Antimicrobial resistance (AMR) is rapidly increasing worldwide and has now become a global public health issue.
Given this background coupled with the undesirable side effects of systemic antibiotics, it is time perhaps to look at and explore some non-antibiotic antibacterial alternatives, some of which are available in nature.
Sunlight is a potent bactericide. It is also a natural disinfectant. A review examining the roles of sunlight and natural ventilation for controlling infection published in the Journal of Hospital Infection in 2013 states as follows: “The majority of microbes that cause airborne infections cannot tolerate sunlight”. The article further says, “The World Health Organization refers to sunlight in guidance on preventing hospital infections.”
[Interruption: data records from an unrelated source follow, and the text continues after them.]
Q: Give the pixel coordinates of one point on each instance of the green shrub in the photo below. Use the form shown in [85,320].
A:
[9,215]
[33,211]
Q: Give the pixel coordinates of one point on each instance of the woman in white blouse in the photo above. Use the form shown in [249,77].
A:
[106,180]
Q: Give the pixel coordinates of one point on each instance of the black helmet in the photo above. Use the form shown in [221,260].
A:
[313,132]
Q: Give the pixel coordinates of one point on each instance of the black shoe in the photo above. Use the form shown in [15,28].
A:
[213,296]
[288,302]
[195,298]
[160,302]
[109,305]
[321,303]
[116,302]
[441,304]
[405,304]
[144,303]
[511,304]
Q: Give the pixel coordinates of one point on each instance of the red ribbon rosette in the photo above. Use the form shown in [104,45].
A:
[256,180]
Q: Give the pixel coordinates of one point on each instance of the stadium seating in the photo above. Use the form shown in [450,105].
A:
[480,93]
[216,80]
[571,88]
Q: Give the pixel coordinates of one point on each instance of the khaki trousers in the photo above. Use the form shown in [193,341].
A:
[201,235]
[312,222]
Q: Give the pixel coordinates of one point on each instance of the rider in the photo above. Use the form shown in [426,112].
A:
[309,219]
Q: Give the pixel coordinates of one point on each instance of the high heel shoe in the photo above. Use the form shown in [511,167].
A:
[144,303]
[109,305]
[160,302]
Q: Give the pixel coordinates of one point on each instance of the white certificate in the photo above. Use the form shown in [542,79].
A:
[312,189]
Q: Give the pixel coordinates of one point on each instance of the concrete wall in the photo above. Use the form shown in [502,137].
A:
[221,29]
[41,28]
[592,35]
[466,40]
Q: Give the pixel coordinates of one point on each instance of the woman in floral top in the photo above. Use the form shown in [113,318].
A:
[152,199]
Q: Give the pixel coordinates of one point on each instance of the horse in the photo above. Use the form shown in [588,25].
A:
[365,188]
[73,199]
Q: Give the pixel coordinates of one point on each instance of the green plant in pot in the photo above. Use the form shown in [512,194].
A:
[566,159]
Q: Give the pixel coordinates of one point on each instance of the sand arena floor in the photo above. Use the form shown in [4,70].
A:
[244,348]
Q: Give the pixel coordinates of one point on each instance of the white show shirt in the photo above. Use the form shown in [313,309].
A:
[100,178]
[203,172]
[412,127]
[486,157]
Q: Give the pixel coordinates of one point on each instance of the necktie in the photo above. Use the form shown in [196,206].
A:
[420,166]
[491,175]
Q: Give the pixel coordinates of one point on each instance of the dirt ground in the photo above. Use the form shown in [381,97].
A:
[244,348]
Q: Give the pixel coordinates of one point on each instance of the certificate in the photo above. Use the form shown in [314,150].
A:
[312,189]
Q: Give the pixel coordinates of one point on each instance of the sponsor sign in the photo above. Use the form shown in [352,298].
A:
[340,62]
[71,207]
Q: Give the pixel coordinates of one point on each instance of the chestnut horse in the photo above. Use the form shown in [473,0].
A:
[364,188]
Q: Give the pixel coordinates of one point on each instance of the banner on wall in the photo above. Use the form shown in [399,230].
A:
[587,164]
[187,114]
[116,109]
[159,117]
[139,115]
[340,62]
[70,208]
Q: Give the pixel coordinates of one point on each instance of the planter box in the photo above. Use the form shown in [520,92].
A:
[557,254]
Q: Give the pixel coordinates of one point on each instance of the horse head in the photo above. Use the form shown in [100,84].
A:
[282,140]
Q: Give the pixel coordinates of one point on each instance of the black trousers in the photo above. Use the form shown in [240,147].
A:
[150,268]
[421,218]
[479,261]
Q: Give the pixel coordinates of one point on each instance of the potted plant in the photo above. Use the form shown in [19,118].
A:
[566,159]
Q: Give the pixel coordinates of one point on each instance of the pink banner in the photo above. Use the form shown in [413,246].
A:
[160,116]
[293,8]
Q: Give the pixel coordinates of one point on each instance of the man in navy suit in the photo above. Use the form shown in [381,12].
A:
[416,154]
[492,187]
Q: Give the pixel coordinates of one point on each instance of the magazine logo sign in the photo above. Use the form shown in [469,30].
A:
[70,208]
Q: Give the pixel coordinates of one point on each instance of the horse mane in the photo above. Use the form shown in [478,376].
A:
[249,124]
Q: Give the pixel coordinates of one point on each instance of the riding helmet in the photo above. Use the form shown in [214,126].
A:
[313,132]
The WHO also promotes natural ventilation design for infection control in health care in its 2009 guidelines on natural ventilation for infection control in health-care settings.
Many foods such as garlic, turmeric, ginger, honey, oregano act as natural antibiotics with antibacterial action; some of them like garlic may also have antiviral and/or antifungal properties. Oregano has a strong antifungal action.
Then there are medicinal plants or herbs. The all-familiar neem comes foremost in the list. Each part of the neem tree such as the leaves, twigs, seeds have been used for their healing effect. Neem leaves have been used in skin infections. The herb Echinacea is a natural antibiotic, which can treat bacterial infections. Tulsi has antibacterial, anti-viral and anti-fungal activity. The Indian Ginseng (Withania somnifera), locally known as Ashwagandha, has antibiotic, antioxidant, immunomodulatory, antistress and adaptogenic activity.
Use of topical antiseptics on wounds is another approach to prevent and treat infection. Unlike topical antibiotics, antiseptics have the advantage of a broad-spectrum antimicrobial activity, faster onset of action that is long-lasting, good tolerance and less likelihood for resistance.
Then there are some innovative technologies, which have been shown to have antimicrobial effects. These may well become feasible options in the near future, though their long term effect is yet to be studied.
The use of copper-coated uniforms to fight E. coli infection in hospitals has been reported this year in the Journal of Nanomaterials. Researchers have created a ‘durable and washable, concrete-like’ composite material made from antibacterial copper nanoparticles. They have also developed a way of binding the composite to wearable materials such as cotton and polyester. These cotton and polyester coated-copper fabrics showed excellent antibacterial resistance against Staph aureus and E. coli, even after being washed 30 times. Doctors could soon be wearing their white coats and scrubs made of this material.
Researchers have developed silver-nanoparticle-embedded antimicrobial paints. Silver is antibacterial. Surfaces coated with silver-nanoparticle-embedded antimicrobial paints have shown excellent antimicrobial properties by killing both Gram-positive (Staph aureus) and Gram-negative (E. coli) bacteria. These paints may be used in hospitals to fight off infections.
Prevention is better than cure. There is no time like now to re-emphasize that hand hygiene is the single most effective and economical means to prevent the spread of infections.